TRIESTE – Resta bloccata in porto a Monfalcone la portacontainer Al Filk, in banchina dall’8 febbraio dopo che la Capitaneria ha riscontrato ben 61 irregolarità.
Nei giorni scorsi si è tenuto un vertice in Prefettura a Gorizia per fare il punto sulla situazione della nave – 111 metri di lunghezza per 17 di larghezza, costruita nel 1999 – battente bandiera della Tanzania, finita al centro delle cronache internazionali a causa della situazione nella quale versava l’equipaggio con un black out in corso e carenza di viveri.

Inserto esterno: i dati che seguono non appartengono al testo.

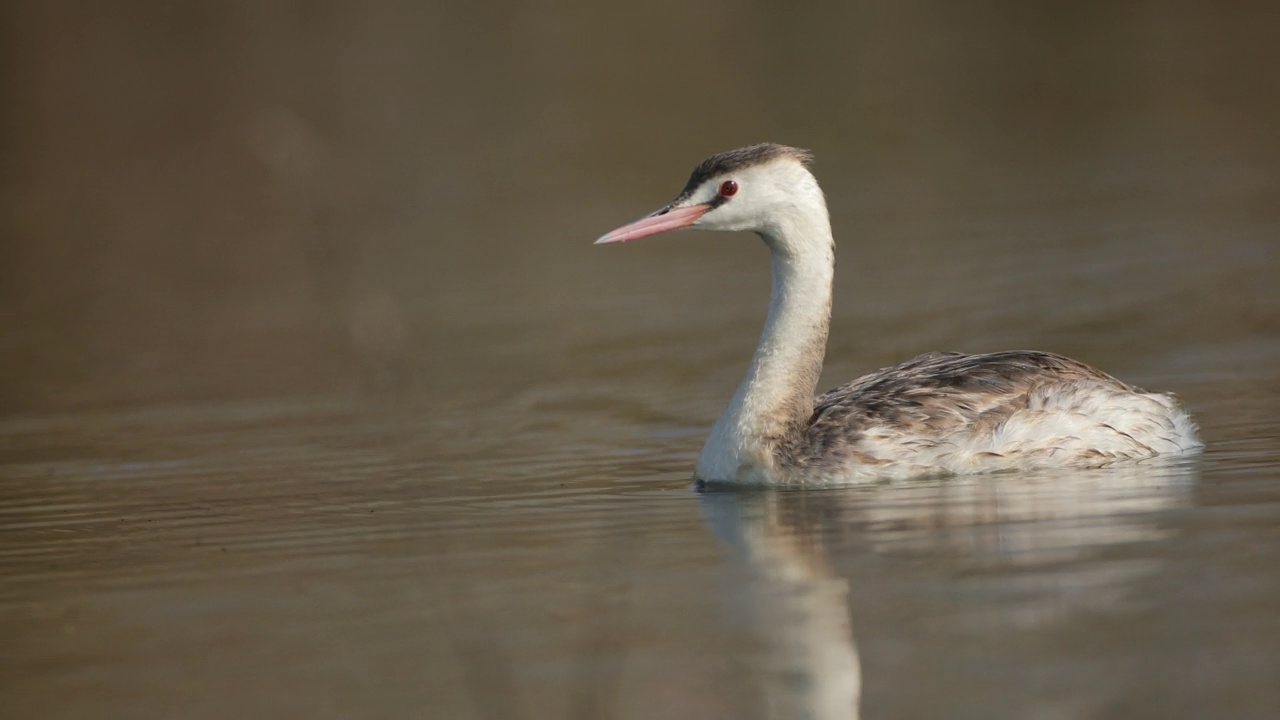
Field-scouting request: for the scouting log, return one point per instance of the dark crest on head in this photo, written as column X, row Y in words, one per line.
column 741, row 158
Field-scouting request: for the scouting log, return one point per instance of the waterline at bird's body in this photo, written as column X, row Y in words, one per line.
column 938, row 413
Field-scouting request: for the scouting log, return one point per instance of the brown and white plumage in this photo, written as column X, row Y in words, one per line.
column 938, row 413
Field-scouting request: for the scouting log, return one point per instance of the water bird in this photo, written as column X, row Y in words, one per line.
column 940, row 413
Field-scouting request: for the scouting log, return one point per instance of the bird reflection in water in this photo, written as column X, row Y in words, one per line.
column 1013, row 555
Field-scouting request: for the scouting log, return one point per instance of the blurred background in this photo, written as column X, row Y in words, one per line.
column 316, row 399
column 210, row 200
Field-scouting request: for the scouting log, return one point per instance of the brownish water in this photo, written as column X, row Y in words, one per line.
column 319, row 402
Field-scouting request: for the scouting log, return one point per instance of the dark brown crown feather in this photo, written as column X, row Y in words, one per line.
column 741, row 158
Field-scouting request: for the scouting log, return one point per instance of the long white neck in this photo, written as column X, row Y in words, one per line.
column 776, row 397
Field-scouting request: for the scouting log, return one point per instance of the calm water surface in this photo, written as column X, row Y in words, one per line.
column 316, row 401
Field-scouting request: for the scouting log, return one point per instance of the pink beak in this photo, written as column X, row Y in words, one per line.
column 662, row 220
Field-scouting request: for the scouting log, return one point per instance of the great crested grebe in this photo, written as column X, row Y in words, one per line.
column 941, row 413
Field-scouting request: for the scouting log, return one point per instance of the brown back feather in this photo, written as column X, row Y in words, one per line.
column 929, row 395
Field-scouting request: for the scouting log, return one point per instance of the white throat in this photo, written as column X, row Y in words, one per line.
column 776, row 397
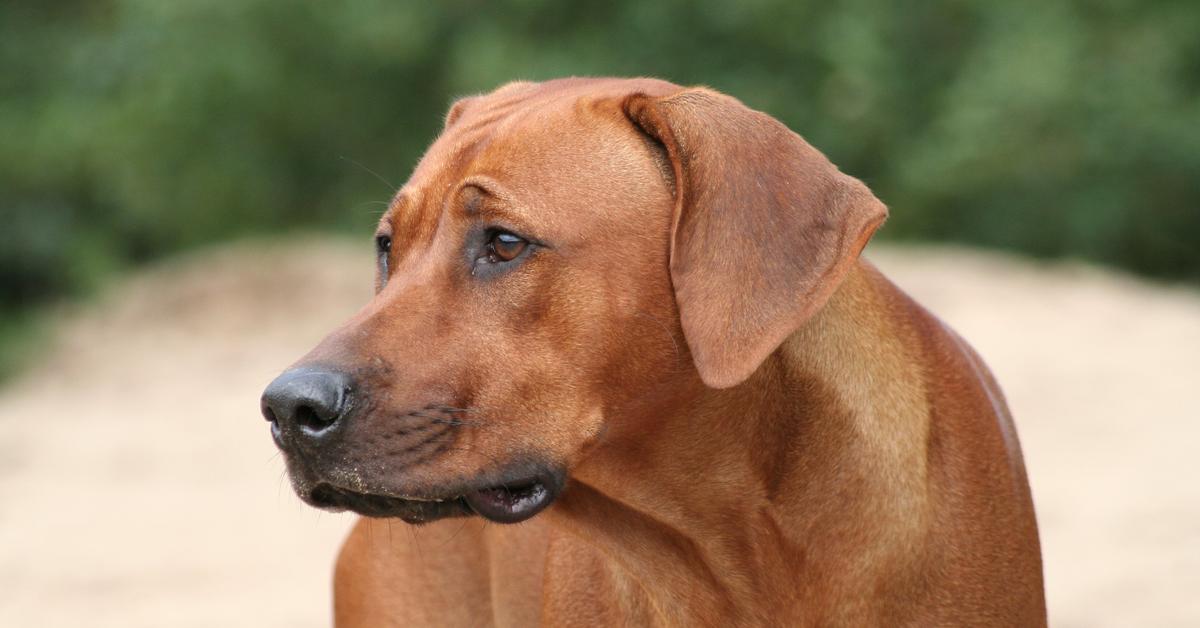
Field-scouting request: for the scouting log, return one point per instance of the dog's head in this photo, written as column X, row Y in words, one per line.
column 564, row 263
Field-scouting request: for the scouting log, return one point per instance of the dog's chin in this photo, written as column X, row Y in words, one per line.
column 509, row 500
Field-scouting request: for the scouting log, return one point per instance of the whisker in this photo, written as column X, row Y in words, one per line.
column 377, row 175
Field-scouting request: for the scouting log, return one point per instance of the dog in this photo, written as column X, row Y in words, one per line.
column 633, row 316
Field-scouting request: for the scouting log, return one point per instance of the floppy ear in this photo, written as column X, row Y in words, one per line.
column 765, row 227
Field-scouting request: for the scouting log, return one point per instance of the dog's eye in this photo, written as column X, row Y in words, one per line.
column 383, row 244
column 504, row 246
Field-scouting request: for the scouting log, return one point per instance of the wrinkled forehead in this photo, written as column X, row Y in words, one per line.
column 555, row 153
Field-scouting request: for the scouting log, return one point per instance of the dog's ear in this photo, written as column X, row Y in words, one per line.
column 765, row 227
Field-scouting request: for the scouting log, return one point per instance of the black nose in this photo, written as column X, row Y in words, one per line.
column 306, row 401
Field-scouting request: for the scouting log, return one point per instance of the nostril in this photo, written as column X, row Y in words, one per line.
column 306, row 402
column 310, row 419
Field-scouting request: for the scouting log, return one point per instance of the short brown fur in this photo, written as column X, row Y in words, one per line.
column 760, row 429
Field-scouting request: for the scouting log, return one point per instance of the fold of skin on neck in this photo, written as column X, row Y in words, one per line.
column 802, row 490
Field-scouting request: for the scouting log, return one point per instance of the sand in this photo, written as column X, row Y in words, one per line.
column 139, row 488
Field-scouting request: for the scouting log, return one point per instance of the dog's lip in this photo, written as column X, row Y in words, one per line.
column 508, row 502
column 413, row 510
column 511, row 502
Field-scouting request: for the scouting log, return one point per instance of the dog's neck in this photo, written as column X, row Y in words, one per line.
column 733, row 494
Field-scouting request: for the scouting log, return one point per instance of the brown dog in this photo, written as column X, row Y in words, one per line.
column 654, row 292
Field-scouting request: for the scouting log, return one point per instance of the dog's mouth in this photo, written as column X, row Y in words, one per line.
column 509, row 502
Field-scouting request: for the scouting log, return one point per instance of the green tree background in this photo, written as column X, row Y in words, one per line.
column 133, row 129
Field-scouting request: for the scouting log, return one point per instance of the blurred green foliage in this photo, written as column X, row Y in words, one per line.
column 130, row 129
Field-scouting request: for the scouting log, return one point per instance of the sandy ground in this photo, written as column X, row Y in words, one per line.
column 138, row 485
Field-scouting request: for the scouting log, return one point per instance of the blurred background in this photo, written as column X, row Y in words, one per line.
column 139, row 137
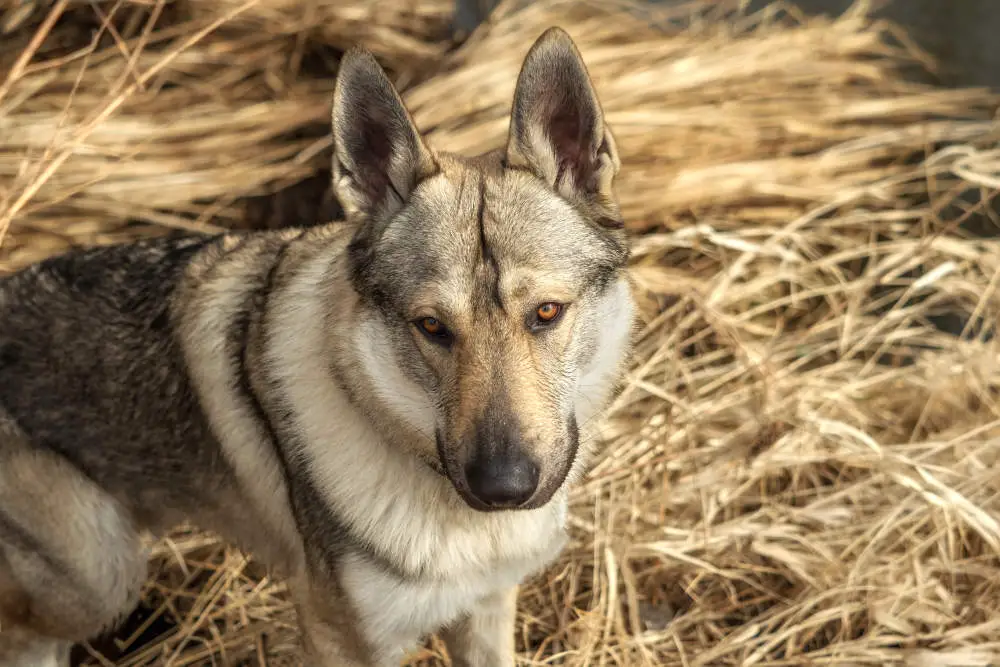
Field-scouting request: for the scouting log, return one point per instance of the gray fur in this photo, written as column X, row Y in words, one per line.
column 277, row 387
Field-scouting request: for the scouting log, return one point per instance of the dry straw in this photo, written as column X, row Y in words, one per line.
column 800, row 470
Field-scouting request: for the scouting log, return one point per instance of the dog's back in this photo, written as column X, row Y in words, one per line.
column 85, row 339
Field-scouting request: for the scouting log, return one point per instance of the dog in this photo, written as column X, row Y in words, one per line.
column 387, row 411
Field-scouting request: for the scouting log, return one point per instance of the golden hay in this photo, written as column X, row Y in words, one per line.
column 800, row 470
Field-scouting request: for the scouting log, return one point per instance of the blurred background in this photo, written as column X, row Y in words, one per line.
column 801, row 468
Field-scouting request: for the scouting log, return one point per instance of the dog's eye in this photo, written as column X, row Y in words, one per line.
column 546, row 314
column 434, row 329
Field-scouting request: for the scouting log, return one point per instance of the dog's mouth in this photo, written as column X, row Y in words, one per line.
column 506, row 484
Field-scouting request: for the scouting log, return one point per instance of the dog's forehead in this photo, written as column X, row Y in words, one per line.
column 477, row 232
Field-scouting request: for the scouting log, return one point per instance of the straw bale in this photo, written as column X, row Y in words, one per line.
column 800, row 470
column 173, row 111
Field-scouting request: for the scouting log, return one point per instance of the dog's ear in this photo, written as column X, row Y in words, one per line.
column 378, row 155
column 557, row 127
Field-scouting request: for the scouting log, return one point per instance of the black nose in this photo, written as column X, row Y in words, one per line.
column 502, row 482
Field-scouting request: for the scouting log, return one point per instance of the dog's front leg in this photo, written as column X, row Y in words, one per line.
column 329, row 639
column 485, row 637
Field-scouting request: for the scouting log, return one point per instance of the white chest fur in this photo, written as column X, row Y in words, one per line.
column 452, row 555
column 396, row 611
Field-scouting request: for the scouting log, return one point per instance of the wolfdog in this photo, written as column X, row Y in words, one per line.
column 387, row 411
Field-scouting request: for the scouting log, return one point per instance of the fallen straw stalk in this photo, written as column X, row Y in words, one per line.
column 230, row 114
column 800, row 470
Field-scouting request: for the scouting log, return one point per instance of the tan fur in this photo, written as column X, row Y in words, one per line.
column 338, row 442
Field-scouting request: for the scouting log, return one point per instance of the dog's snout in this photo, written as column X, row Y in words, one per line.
column 503, row 482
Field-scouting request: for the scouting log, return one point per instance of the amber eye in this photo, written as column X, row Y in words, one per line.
column 434, row 329
column 548, row 312
column 545, row 315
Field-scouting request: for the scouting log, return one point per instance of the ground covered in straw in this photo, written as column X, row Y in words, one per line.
column 802, row 468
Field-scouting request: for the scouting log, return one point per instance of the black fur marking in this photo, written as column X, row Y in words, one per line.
column 486, row 255
column 572, row 446
column 258, row 302
column 326, row 535
column 10, row 354
column 85, row 364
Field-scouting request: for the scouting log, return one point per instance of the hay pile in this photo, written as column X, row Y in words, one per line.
column 801, row 470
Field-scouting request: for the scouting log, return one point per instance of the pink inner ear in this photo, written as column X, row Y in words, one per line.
column 571, row 132
column 372, row 157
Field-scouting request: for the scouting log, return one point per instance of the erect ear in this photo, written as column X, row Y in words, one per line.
column 557, row 127
column 378, row 156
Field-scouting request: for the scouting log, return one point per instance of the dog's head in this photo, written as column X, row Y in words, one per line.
column 497, row 314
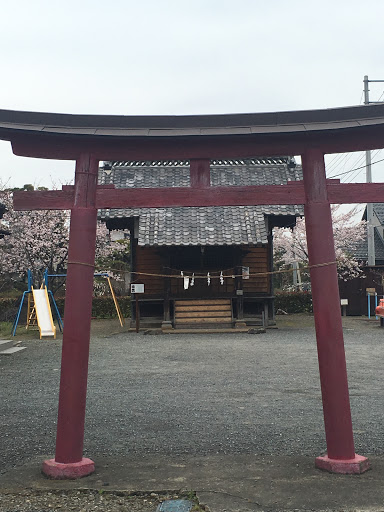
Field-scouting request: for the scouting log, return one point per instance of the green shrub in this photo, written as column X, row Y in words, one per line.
column 294, row 302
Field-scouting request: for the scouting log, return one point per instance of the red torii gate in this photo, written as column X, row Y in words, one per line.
column 89, row 139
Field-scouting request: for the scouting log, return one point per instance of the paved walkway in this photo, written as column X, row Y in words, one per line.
column 236, row 417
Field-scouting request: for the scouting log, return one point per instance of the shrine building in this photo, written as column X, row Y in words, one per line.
column 184, row 256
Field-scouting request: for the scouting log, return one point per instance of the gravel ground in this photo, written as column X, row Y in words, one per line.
column 194, row 394
column 81, row 501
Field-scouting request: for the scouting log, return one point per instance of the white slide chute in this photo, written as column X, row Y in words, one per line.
column 43, row 312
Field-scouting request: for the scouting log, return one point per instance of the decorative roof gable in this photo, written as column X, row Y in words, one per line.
column 229, row 225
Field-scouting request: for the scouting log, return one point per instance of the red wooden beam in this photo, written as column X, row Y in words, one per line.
column 293, row 193
column 200, row 147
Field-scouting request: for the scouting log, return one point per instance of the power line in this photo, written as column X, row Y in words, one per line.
column 357, row 168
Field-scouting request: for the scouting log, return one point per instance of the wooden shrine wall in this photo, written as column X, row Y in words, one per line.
column 149, row 260
column 257, row 261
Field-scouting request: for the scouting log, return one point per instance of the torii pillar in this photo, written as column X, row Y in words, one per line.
column 69, row 461
column 340, row 456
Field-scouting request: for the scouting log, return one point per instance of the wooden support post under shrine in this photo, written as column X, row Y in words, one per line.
column 69, row 461
column 340, row 457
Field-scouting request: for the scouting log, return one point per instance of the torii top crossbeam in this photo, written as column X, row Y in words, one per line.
column 38, row 134
column 88, row 139
column 64, row 136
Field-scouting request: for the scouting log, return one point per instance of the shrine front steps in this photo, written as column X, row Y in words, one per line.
column 8, row 348
column 211, row 314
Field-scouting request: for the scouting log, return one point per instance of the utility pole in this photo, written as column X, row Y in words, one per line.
column 368, row 175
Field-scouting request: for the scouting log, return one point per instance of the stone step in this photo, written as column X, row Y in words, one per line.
column 12, row 350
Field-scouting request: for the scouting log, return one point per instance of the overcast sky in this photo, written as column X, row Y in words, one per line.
column 185, row 57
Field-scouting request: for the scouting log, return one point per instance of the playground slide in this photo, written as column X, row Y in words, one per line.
column 43, row 312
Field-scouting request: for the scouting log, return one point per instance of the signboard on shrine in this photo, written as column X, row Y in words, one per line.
column 137, row 288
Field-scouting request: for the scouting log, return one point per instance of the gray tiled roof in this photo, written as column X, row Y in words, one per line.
column 229, row 225
column 378, row 208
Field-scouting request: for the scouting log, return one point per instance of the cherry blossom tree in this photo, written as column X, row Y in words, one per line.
column 39, row 240
column 290, row 245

Equipaggio quasi interamente ripartito con le otto persone che hanno preso un volo alla volta dell’India, mentre a bordo restano solo tre marittimi.
Dal tavolo di confronto con tutti i soggetti interessati alla vicenda, convocato dal Prefetto, è emerso che la situazione della nave ormeggiata all’accosto 1 e oggetto di sequestro giudiziario disposto dalla Procura della Repubblica appare sotto controllo, ma in sostanziale fase di stallo.
La riunione ha permesso di approfondire la posizione dell’armatore armatore turco – rappresentato da Overseas Maritime Ltd. che si appoggia alla raccomandataria Friultrans – che ha fatto sapere che intende risolvere la situazione e riportare l’imbarcazione in patria il prima possibile.
Della vicenda si è interessato anche il sindacato internazionale dei marittimi, Itf, investito della vicenda dallo scorso febbraio. Attualmente sono rimasti a bordo solo tre degli undici membri dell’equipaggio. Gli altri otto, di nazionalità indiana, hanno lasciato mercoledì mattina l’Italia imbarcandosi al Trieste Airport su un volo con destinazione Mumbai.
L’unità era approdata a Portorosega da Misurata per scaricare 5.497 tonnellate di bramme, regolarmente consegnate a Compagnia portuale (Gruppo FHP Holding portuale) ed era diretta a Istanbul.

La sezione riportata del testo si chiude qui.